As a person who has not a Computer Science degree(I am a poor web developer!),but having much desire to learn as much as I can about CS topics,I have a (maybe easy:doh: ) question about the recursive algorithm that solves the "Towers of Hanoi" puzzle.

I can understand that generally,having n discs and A,B,C pegs,the strategy is:

1.move (n-1) discs from A to B.

2.move nth disc from A to C.

3.move the (n-1) discs from B to C.Done!

but this is implemented in whatever procedural language with a function,and the one thing that changes,is the order of arguments.OK so far but how do we assure that algorithm does recursively the moves that must be done and not something else?In other words how to be sure that changing of passed arguments leads to the correct solution?Because of two recursive functions used(I have studied implementations in Pascal,C,Java so far),it was difficult for me to construct a tracetable,because at the point of second recursive function call,things get much complicated I think,due to the fact that on return of function call,first recursive function is encountered first and after that we go to second etc.

So is there any idea about how to construct a tracetable "safely",or at least how to trace the whole procedure?

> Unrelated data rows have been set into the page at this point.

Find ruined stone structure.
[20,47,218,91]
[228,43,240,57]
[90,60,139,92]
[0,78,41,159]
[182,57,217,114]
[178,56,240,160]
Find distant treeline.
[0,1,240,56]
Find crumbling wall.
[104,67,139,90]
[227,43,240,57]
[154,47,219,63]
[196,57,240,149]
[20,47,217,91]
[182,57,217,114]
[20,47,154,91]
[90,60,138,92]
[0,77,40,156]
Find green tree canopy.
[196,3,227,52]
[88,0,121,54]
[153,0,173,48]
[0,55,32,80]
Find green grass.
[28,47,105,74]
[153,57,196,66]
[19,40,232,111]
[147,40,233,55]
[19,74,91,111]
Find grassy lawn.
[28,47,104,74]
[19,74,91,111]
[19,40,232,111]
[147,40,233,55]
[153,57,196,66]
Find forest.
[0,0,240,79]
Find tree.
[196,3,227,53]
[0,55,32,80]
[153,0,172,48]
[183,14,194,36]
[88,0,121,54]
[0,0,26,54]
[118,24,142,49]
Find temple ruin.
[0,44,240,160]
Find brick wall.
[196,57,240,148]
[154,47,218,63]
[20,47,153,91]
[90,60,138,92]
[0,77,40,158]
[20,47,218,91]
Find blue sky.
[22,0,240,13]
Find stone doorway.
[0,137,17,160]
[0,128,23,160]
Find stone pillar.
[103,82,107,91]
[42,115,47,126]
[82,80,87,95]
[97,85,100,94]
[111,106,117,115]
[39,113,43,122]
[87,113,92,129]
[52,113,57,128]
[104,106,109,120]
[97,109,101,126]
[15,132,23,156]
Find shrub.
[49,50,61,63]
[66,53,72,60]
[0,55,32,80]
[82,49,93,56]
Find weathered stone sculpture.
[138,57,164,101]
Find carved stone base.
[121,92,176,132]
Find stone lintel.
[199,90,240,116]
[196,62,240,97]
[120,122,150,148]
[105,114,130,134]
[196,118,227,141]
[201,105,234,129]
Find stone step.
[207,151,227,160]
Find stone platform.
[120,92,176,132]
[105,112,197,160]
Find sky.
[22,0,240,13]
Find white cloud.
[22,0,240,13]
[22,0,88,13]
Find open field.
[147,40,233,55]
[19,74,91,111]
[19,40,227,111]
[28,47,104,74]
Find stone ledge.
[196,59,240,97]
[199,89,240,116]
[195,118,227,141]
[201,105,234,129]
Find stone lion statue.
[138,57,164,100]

I tried also to solve the problem with the physical moves of discs required,but I didn't manage to map this to the recursive function calls.And something maybe more elementary:in what sense do we have recursion in this problem/

Any help or resource would be appreciated.Thanks in advance!

Posted
...but this is implemented in whatever procedural language with a function,and the one thing that changes,is the order of arguments.OK so far but how do we assure that algorithm does recursively the moves that must be done and not something else?In other words how to be sure that changing of passed arguments leads to the correct solution?

 

Non-recursive solutions in procedural languages and recursive solutions are practically identical as they are effectively two approaches to implementing the same algorithm and both are provably correct as the minimal solution (although the procedural solution is inelegant and harder to implement, even though it will lead to the same number of steps). This is covered extensively on the Wikipedia article:

 

http://en.wikipedia.org/wiki/Tower_of_Hanoi#Solution

Posted

OK,bascule,you are right about what you're saying,but this has absolutely nothing to do with what I asked advice for.As you can easily see in my post,I am referring to the recursive solution,and my concern is about how to trace correctly and demystify the recursive procedure.I know the iterative algorithm that solves the problem and the difference between iteration and recursion well enough.Thanks anyway.

Posted

Recursion is often counterintuitive. I spend some time each day implementing recursive algorithms in functional languages and I often find myself mystified by my own solutions actually working. I've pretty much come to the opinion that functional programming is difficult to reason about and often involves too much magic.